JACKSON, MS (WLBT) – An Atlanta newspaper article about the termination of two principals who sold their books to the school district included Jackson's current superintendent, who is also an author.
Wednesday afternoon Dr. Lonnie Edwards held a news conference at district headquarters to address any appearance of wrongdoing.
Just days after marking his two years at the helm of Jackson Public Schools, Superintendent Edwards made a presentation to his staff and the media that he hoped would shed light on the Georgia educator book sale controversy.
It included his 1996 appearance on the Sally Jessy Raphael Show where he was featured as an educator who helped disabled student Nancy Johnson Miller come out of her shell.
Miller was born without fingers said she was coaxed by Edwards her fifth grade P.E. teacher to ignore her condition and interact with other students.
That national appearance led to his writing the book A Teacher's Touch: Reaching Beyond Boundaries.
He describes it as an inspirational and motivational book for teachers.
Thirteen years later the two principals, Dr. Yvonne Sanders-Butler and Dr. Annette S. Roberts were investigated and fired for using school funds to purchase their books.
The two women are sisters and Pickens, Mississippi natives who worked for Edwards in the DeKalb County School System.
Two other principals, who also sold their books, were demoted and had their salaries cut.
"So they said selling books. We're not the only author that has been through DeKalb county. Lonnie Edwards sold books and whenever they said Lonnie Edwards sold books, it became an issue," Edwards stated.
The Atlanta Journal Constitution article claimed Edwards sold more than 12,000 copies.
He said district librarians purchased 130 copies to put in all DeKalb county school libraries, but he maintains they were bought by groups and individuals and not the school system.

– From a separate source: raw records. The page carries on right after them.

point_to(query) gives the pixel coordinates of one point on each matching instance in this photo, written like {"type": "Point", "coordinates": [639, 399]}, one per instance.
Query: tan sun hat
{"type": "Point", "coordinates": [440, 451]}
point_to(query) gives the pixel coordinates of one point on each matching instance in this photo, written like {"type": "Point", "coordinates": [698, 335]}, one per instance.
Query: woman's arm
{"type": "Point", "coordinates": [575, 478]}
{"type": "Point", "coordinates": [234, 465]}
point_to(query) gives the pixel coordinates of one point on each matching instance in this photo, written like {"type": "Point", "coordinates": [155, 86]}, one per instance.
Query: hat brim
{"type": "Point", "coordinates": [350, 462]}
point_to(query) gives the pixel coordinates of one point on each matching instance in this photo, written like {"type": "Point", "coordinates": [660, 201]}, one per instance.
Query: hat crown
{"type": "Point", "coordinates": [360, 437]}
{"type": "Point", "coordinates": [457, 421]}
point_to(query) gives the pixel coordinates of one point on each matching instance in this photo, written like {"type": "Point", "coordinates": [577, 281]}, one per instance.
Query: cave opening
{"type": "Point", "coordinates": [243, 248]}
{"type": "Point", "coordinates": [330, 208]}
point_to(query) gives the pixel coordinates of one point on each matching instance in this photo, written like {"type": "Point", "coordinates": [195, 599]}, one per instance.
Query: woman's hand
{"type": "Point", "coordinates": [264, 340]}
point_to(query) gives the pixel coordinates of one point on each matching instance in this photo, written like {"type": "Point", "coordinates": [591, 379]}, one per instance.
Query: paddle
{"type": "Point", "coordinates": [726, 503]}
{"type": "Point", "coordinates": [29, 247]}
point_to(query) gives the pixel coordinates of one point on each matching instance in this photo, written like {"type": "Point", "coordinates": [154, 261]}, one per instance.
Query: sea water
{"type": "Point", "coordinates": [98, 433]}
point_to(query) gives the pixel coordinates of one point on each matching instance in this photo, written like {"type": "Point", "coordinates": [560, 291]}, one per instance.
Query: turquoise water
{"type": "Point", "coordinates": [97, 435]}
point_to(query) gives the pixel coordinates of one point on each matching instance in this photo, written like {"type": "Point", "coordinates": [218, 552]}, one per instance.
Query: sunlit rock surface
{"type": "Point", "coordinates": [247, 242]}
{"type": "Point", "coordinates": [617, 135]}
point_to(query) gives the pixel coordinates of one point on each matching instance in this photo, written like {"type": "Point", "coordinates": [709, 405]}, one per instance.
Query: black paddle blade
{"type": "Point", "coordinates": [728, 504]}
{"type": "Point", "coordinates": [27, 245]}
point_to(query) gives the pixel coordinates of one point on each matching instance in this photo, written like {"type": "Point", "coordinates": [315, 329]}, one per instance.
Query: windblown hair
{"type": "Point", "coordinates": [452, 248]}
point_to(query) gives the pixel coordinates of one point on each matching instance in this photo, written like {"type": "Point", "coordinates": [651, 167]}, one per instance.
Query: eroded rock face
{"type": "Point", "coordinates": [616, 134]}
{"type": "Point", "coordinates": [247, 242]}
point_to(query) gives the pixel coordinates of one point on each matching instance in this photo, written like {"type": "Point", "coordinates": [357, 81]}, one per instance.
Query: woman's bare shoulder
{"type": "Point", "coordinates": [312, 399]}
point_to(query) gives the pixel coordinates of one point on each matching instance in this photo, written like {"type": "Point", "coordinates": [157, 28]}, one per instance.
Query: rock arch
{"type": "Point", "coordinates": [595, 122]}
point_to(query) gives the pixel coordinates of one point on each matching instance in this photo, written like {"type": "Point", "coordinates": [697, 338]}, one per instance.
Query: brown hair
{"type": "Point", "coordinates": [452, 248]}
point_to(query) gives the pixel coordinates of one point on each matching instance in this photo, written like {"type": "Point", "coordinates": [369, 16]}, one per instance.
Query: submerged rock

"I've made every effort to be transparent with you and to let you know. Am I involved with any unscrupulous activity with book selling or forcing anybody to buy my book because of my role as superintendent? No," added the J.P.S. Superintendent.
The report claims that three Georgia educators earned almost $100,000.00 in book sales to district schools.
In 1997 the district praised his work and appearances in various national publications.
Edwards was assistant superintendent when he left in 2004 and said he has no connection with and no comment on the recent firings.
The educator and author said he's not aware of his book being in any of the Jackson Public School libraries.